Cita-cita itu tidak pernah diperkenankan oleh Allah Swt untuk membayar hutang saya kepada Zainul. Kemudian malah di usia sangat muda, 39 tahun, Allah memanggilnya pula. Saya berhusnudhdhan bahwa Zainul dipercepat perpindahannya ke Sorga itu atas permintaan Kanjeng Nabi Muhammad Saw, karena beliau tidak sabar hati ingin segera mempersembahkan keindahan shalawat dengan vocal Zainul kepada kakeknya yakni Nabi Sulaiman dan Nabi Daud as. Zainul adalah kebanggaan Kanjeng Nabi untuk semacam dipamerkan kepada kakek-kakeknya. Apalagi di sejumlah kotak-kotak simpanan di Kerajaan Nabi Sulaiman memang ada buku-buku teks shalawat, meskipun rentang waktu beliau jauh sebelum hidupnya Kanjeng Nabi Muhammad. Para sejarawan modern tidak akan ada yang mempercayai informasi yang saya tulis ini, karena tidak bisa diterima oleh rangka akal mereka tentang waktu. Biarkan saja itu nanti diurus oleh Kanjeng Nabi Khidlir As, dan kita shalawatan “wa asyghilid dhalimin bid dhalimin” saja keras-keras ke telinga mereka.

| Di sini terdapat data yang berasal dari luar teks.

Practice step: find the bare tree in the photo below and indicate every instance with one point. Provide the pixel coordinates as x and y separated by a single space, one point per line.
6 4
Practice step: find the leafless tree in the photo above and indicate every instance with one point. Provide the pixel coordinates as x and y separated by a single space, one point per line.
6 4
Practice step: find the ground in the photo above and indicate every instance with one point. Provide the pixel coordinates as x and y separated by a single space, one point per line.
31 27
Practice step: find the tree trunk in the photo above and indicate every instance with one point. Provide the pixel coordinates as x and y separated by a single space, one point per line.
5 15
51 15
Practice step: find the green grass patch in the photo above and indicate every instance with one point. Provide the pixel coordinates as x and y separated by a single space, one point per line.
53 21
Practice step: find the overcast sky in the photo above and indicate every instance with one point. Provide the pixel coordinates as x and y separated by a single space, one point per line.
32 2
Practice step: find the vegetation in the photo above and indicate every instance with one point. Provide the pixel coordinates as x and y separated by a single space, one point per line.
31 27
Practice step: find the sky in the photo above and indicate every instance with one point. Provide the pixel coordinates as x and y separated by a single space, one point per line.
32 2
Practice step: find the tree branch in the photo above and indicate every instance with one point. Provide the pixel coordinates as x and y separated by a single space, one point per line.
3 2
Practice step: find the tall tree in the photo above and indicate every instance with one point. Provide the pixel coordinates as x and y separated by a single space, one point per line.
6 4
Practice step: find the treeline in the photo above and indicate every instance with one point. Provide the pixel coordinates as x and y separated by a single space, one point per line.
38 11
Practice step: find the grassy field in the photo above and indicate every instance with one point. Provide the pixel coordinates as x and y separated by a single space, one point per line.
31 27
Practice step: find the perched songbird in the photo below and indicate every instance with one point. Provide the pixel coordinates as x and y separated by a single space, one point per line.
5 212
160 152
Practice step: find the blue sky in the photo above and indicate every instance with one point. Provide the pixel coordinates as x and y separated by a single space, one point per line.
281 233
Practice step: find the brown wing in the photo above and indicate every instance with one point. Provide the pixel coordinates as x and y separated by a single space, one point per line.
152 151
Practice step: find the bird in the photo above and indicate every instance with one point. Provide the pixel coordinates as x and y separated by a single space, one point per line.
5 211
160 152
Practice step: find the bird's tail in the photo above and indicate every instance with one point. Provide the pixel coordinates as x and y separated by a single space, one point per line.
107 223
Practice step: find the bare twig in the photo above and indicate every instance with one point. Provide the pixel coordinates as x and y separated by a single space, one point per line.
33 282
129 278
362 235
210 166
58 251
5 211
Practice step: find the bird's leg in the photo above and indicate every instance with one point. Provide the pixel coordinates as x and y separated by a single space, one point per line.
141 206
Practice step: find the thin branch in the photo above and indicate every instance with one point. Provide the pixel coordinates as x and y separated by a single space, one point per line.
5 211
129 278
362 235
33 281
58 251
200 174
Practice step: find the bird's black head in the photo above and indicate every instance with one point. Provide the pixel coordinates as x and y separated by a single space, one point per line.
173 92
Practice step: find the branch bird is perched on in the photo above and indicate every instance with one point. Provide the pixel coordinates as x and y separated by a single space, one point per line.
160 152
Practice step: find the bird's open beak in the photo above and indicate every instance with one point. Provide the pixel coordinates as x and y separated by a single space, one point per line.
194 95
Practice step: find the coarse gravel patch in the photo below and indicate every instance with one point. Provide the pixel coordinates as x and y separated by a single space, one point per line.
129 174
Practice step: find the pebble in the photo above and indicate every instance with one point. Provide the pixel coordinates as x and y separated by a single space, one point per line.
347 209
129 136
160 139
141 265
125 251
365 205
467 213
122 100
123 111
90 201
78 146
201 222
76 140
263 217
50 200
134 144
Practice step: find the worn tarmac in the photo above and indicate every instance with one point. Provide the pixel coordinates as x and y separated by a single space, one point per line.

Tentu masih sangat banyak yang kita bisa tuliskan tentang Zainul. Misalnya bakat modern musikalitasnya, yang — misalnya — almarhum Guru Zaini atau Haji Ijai Martapura tidak berada di wilayah itu. Secara keduniaan kita bisa asumsikan bahwa “nasib” Zainul kurang baik dibanding misalnya Haddad atau Opick. Tetapi asumsi semacam itu merupakan ketidaksopanan serius kepada konsep penciptaan Allah atas setiap hamba-Nya. Secara potensi, Zainul “mestinya” bisa jauh lebih popular dibanding lainnya yang saya sebut itu, bahkan pun dibanding Maher Zein. Tetapi kalimat seperti itu paralel dengan cara berpikir “kok Nabi Muhammad yang indah dan dahsyat itu hanya dikasih umur 63 tahun, sementara Nabi Nuh 950 tahun dan Nabi Ibrahim 165 tahun”. Sekalian saja nyatakan kepada Tuhan: “Mbok saya tidak usah dilahirkan di dunia yang kemproh dan ndableg ini, mbok langsung saya dilahirkan di Sorga jannatunna’im saja. Ikut Maiyahan Cinta Kanjeng Nabi di sana”.
Bukan hanya Zainul. Saya juga bisa mendaftari “nasib” yang “seharusnya” menurut saya, bukan yang menurut iradat Allah. Beratus ketidakadilan yang menimpa saya selama 50 tahun terakhir ini juga “menurut saya” tidak seharusnya saya alami. Tetapi Ummat Maiyah tahu justru itulah landasan untuk otentik dan sungguh-sungguh menempuh taqwa dan tawakkal.